We established basic features of how this pathway works, initially in the bacterium E. coli and then in human cells. During our work on the human pathway, we demonstrated that it is defective in cancer cells from patients with Lynch syndrome, one of the most common forms of hereditary cancer. We also showed that the pathway is defective in certain sporadic cancers where one of the mismatch repair genes turns out to be epigenetically silenced.
A few years ago, you met with then Vice President Joe Biden as part of the Cancer Moonshot initiative. Are there policies or institutional supports you think would be particularly impactful in supporting researchers addressing large interdisciplinary challenges?
That is something of great interest. The National Institutes of Health, as you know, is the primary funder of biomedical science in this country and has a history of promoting large interdisciplinary research, especially in areas that target certain diseases, like cancer. That is certainly appropriate given NIH’s health-related focus, but I would like to speak to an alternate view: that the establishment of large, targeted programs must not occur at the expense of smaller basic science research projects initiated by individual investigators. Such research is important because much of what we know about the fundamental nature of cell and organ function have been derived from the pursuit of basic science questions in a small science format. Many of the most valuable technologies available to modern biomedical science — genome sequencing and the polymerase chain reaction for example — emerged from basic science discoveries made by individual investigators.
What advice do you have for young people just starting college or their careers?
For college students who are considering the possibility of a research career, a good way to determine if this is the kind of life for you is to find a laboratory where you might work 10 to 15 hours a week, and maybe over the summer as well. For someone who is beginning their career as an academic scientist, I would suggest choosing a problem that they regard as important but highly undeveloped and then pursue that problem in great depth. Avoid the temptation to jump around in ways that contribute only incrementally to problem areas that have been largely developed by others.
What books inspired you when you were young?
When I was a teenager, I was very fond of science fiction. In college, I read every book that John Steinbeck wrote. He’s still my favorite author.
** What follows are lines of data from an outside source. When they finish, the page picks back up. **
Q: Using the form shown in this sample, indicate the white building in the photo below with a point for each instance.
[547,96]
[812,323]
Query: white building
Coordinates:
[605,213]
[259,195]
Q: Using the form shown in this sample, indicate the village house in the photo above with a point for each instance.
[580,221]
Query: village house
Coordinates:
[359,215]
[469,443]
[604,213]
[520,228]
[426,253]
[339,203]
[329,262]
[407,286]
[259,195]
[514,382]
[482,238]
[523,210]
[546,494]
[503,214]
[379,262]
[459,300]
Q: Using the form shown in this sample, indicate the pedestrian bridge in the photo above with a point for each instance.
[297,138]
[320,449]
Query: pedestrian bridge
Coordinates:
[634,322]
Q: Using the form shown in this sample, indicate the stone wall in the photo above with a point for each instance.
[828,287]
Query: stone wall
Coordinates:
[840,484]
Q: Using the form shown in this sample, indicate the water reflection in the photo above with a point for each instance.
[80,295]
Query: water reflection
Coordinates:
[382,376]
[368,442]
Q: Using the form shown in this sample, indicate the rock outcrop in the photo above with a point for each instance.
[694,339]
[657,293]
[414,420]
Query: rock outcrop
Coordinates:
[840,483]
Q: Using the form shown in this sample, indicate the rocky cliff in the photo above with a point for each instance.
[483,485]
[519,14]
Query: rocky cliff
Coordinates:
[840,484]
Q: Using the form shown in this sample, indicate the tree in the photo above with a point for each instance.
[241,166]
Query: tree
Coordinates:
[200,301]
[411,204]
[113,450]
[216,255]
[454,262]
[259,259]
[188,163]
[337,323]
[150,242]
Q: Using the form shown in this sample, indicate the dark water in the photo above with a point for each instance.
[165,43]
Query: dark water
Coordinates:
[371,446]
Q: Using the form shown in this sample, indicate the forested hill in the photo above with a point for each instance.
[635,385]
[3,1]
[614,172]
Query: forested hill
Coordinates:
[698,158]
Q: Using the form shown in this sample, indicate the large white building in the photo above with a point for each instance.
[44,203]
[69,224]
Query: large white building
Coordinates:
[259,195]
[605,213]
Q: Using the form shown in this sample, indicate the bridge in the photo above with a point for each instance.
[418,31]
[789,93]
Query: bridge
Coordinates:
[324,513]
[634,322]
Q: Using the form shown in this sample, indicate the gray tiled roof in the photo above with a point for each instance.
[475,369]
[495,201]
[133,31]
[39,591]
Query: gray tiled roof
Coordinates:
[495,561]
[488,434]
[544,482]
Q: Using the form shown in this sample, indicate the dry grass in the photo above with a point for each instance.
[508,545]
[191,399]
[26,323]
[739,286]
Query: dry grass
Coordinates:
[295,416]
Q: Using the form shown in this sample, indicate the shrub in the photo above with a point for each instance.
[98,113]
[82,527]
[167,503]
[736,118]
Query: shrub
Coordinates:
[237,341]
There are so many challenges in the world today. What keeps you up at night?
The Russian invasion of Ukraine, of course, and the pandemic, although hopefully that’s abating. I’m also troubled by the recent balkanization of politics in the United States and the apparent disappearance of compromise as a political tool in our Congress.
I also worry about the environmental, social and economic impacts of global warming and am particularly concerned that an underlying primary problem is not being publicly discussed at all. We talk about carbon emissions, but that’s not the only problem. Another problem is the size of the global population.
Although there’s not uniform agreement, people like former Harvard University sociobiologist Edward O. Wilson have estimated that Earth’s carrying capacity is about 9 billion people. We’re almost there. I personally regard this as a very serious problem, but it’s one that appears to be on the mind of only a few scientists, when in fact it should be of concern to us all, especially policy makers.